Researchers develop hyper-sampling imaging to deliver ultra-high-resolution images

A research team led by Prof. Zhang Ze from the Aerospace Information Research Institute (AIR) of the Chinese Academy of Sciences has developed a hyper-sampling imaging (HSI) technology that enhances the image quality and resolution of digital imaging systems. The study was published in Laser & Photonics Reviews.

Current digital image sensors, such as CCD and CMOS chips, have reached their technical limit in pixel resolution, a core factor in capturing fine details for applications such as astronomy and remote sensing.

In this study, researchers introduced HSI technology to enable sensors with fewer pixels to deliver ultra-high-resolution images. HSI operates by leveraging an optical steady wave field, which scans digital imaging sensors and extracts fine details beyond the traditional pixel resolution limit.
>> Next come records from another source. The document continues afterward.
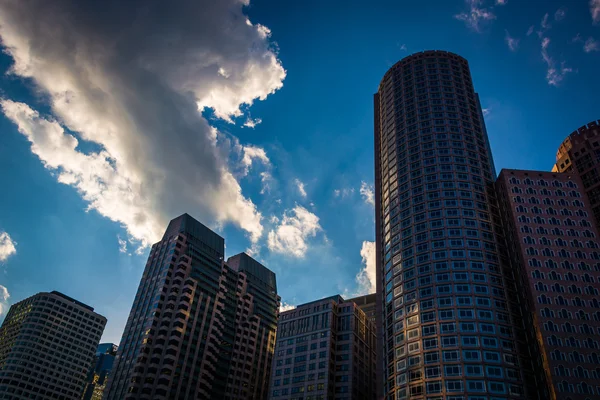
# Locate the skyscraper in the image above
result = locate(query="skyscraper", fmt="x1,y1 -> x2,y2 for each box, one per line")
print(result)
0,292 -> 106,400
496,170 -> 600,400
348,293 -> 377,324
81,343 -> 118,400
552,121 -> 600,227
105,214 -> 279,400
374,51 -> 524,400
269,295 -> 376,400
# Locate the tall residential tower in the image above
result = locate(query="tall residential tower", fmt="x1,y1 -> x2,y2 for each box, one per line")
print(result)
496,170 -> 600,400
0,292 -> 106,400
374,51 -> 524,400
105,214 -> 279,400
552,121 -> 600,227
269,295 -> 376,400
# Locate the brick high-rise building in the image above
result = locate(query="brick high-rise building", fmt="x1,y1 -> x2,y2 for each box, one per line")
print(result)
105,214 -> 279,400
348,293 -> 377,324
374,51 -> 525,400
552,121 -> 600,227
0,292 -> 106,400
496,170 -> 600,400
269,295 -> 376,400
81,343 -> 118,400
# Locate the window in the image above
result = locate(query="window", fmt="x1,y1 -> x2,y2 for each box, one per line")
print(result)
446,381 -> 463,392
465,364 -> 483,376
463,350 -> 481,361
444,350 -> 460,361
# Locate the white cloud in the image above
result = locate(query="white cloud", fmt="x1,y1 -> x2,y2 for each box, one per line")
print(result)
0,285 -> 10,315
267,205 -> 322,258
540,13 -> 552,31
542,37 -> 573,86
294,178 -> 306,198
360,181 -> 375,207
356,241 -> 377,296
279,302 -> 296,312
454,0 -> 496,32
0,231 -> 17,262
504,30 -> 519,52
590,0 -> 600,23
333,188 -> 354,199
0,0 -> 286,245
527,25 -> 535,36
240,145 -> 271,176
243,117 -> 262,129
583,37 -> 600,53
260,171 -> 273,194
117,235 -> 127,253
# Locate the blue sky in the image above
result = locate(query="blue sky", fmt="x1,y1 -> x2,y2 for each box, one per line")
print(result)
0,0 -> 600,343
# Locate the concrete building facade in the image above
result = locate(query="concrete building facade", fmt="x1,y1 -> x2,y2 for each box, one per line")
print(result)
347,293 -> 377,324
81,343 -> 118,400
374,51 -> 525,400
496,170 -> 600,400
0,292 -> 106,400
269,295 -> 376,400
552,121 -> 600,226
105,214 -> 280,400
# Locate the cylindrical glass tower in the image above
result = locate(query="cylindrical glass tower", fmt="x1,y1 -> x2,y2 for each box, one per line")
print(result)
375,51 -> 524,400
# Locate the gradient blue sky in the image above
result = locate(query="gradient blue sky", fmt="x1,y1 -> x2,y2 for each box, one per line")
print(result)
0,0 -> 600,343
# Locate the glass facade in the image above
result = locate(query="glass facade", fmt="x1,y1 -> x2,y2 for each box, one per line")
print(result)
106,214 -> 279,400
0,291 -> 106,400
375,51 -> 524,400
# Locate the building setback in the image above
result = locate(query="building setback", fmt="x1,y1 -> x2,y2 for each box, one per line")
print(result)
269,296 -> 376,400
347,293 -> 377,324
552,121 -> 600,230
0,292 -> 106,400
496,170 -> 600,400
374,51 -> 527,400
105,214 -> 279,400
81,343 -> 118,400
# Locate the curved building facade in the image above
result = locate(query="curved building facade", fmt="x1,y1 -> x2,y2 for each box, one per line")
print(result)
552,120 -> 600,227
374,51 -> 525,400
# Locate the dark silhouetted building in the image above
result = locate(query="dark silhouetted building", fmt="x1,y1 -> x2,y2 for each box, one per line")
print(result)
496,170 -> 600,400
82,343 -> 118,400
0,292 -> 106,400
105,214 -> 280,400
347,293 -> 377,324
552,121 -> 600,226
374,51 -> 526,400
269,295 -> 375,400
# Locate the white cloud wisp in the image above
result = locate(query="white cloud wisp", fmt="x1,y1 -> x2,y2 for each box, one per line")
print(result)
356,241 -> 377,296
454,0 -> 496,32
0,231 -> 17,262
360,181 -> 375,207
267,205 -> 322,258
0,285 -> 10,316
0,0 -> 286,245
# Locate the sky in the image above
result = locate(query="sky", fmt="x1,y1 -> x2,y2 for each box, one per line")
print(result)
0,0 -> 600,343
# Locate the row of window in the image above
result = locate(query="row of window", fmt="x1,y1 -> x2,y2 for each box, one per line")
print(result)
508,176 -> 578,188
543,321 -> 598,340
537,294 -> 600,311
528,268 -> 596,283
533,281 -> 600,296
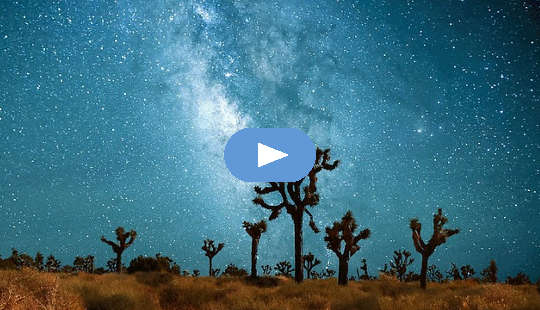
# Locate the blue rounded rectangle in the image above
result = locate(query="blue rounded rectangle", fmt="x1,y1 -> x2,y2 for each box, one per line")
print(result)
224,128 -> 315,182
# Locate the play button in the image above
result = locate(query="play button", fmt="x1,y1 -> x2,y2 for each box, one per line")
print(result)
257,143 -> 289,167
224,128 -> 315,182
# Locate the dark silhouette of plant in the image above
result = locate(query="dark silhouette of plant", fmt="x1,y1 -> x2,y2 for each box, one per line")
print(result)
446,263 -> 463,281
34,252 -> 44,271
242,220 -> 266,277
201,239 -> 225,277
460,265 -> 475,280
303,252 -> 321,279
261,265 -> 272,276
73,255 -> 94,273
409,209 -> 459,289
311,270 -> 322,280
127,253 -> 176,274
405,271 -> 420,282
19,253 -> 34,268
321,267 -> 336,279
107,258 -> 121,272
324,210 -> 371,285
506,272 -> 531,285
221,263 -> 247,277
427,265 -> 443,283
101,227 -> 137,272
390,250 -> 414,281
480,260 -> 497,283
253,148 -> 339,283
356,258 -> 371,280
274,260 -> 294,277
45,255 -> 61,272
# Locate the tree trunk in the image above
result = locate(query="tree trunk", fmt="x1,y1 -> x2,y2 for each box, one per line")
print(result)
420,255 -> 429,289
116,253 -> 122,272
338,258 -> 349,285
251,238 -> 259,278
293,210 -> 304,283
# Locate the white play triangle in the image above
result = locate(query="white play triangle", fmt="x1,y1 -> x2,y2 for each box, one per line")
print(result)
257,143 -> 289,167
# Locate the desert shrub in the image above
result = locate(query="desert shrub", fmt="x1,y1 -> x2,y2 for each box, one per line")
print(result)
221,263 -> 248,277
127,254 -> 180,274
135,272 -> 174,287
245,276 -> 280,287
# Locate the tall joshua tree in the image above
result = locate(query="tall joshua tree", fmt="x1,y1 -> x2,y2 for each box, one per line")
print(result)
253,148 -> 339,283
409,209 -> 459,289
201,239 -> 225,277
324,210 -> 371,285
101,227 -> 137,272
303,252 -> 321,279
243,220 -> 266,278
390,250 -> 414,281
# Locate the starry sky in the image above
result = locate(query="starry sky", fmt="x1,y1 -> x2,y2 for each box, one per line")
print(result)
0,0 -> 540,280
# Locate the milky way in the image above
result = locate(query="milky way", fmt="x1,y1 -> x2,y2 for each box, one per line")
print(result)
0,0 -> 540,279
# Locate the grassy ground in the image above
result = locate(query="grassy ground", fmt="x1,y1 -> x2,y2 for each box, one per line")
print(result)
0,270 -> 540,310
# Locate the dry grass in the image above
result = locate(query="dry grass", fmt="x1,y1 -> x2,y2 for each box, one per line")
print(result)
0,270 -> 540,310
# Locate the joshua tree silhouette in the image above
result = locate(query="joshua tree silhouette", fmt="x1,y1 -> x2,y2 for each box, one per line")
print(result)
34,252 -> 44,271
481,260 -> 497,283
242,220 -> 266,278
356,258 -> 370,280
274,260 -> 294,277
201,239 -> 225,277
390,250 -> 414,281
461,265 -> 476,280
324,211 -> 371,285
253,148 -> 339,283
101,227 -> 137,272
303,252 -> 321,279
409,209 -> 459,289
261,265 -> 272,276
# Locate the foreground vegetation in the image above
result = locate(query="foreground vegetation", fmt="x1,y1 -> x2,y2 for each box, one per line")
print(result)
0,269 -> 540,310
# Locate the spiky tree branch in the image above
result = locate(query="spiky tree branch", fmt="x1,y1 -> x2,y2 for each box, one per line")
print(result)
409,209 -> 459,289
324,210 -> 371,285
201,239 -> 225,277
242,220 -> 266,278
101,227 -> 137,272
253,148 -> 339,282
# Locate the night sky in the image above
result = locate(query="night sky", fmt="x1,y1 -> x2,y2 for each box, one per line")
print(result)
0,0 -> 540,280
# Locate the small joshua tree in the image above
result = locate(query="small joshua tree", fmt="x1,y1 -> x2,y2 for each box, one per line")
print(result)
460,265 -> 476,280
324,211 -> 370,285
409,209 -> 459,289
201,239 -> 225,277
506,272 -> 531,285
356,258 -> 371,280
242,220 -> 266,278
261,265 -> 272,276
428,265 -> 443,283
253,148 -> 339,283
390,250 -> 414,282
45,255 -> 61,272
481,260 -> 497,283
303,252 -> 321,279
34,252 -> 44,271
101,227 -> 137,272
274,260 -> 294,277
446,263 -> 463,281
320,267 -> 336,279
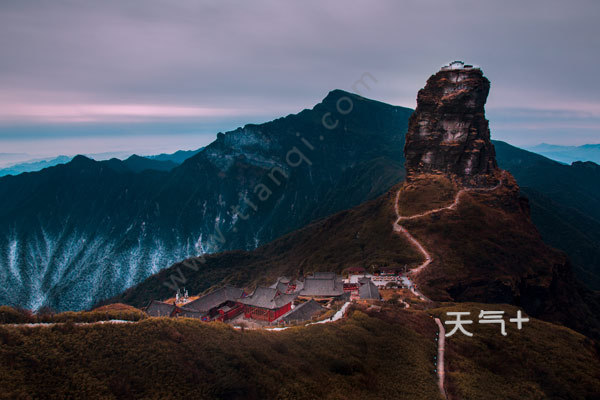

Using this stable wave field—generated through the transverse-wave-vector-elimination method—the team determined the intra-pixel quantum efficiency of the sensor. This enabled the development of pixel subdivision algorithms that enhance digital cameras’ imaging capabilities without relying on large datasets or creating artificial information.

Unlike traditional super-resolution image algorithms, HSI offers a stable and dataset-independent solution. Tests on various targets—including imaging unmanned aerial vehicles, buildings, high-speed trains, and the moon—proved this method’s robustness.

HSI could be widely employed in satellite remote sensing, infrared night vision, and security surveillance, by delivering ultra-high-resolution images at a fraction of the cost required for upgrading current hardware. For example, using HSI, a 2k × 2k infrared imaging chip can achieve a pixel resolution of over 8k × 8k—levels that current commercial chips cannot achieve.

This study demonstrates the potential of HSI technology. However, additional computational power is required to implement HSI on a larger scale.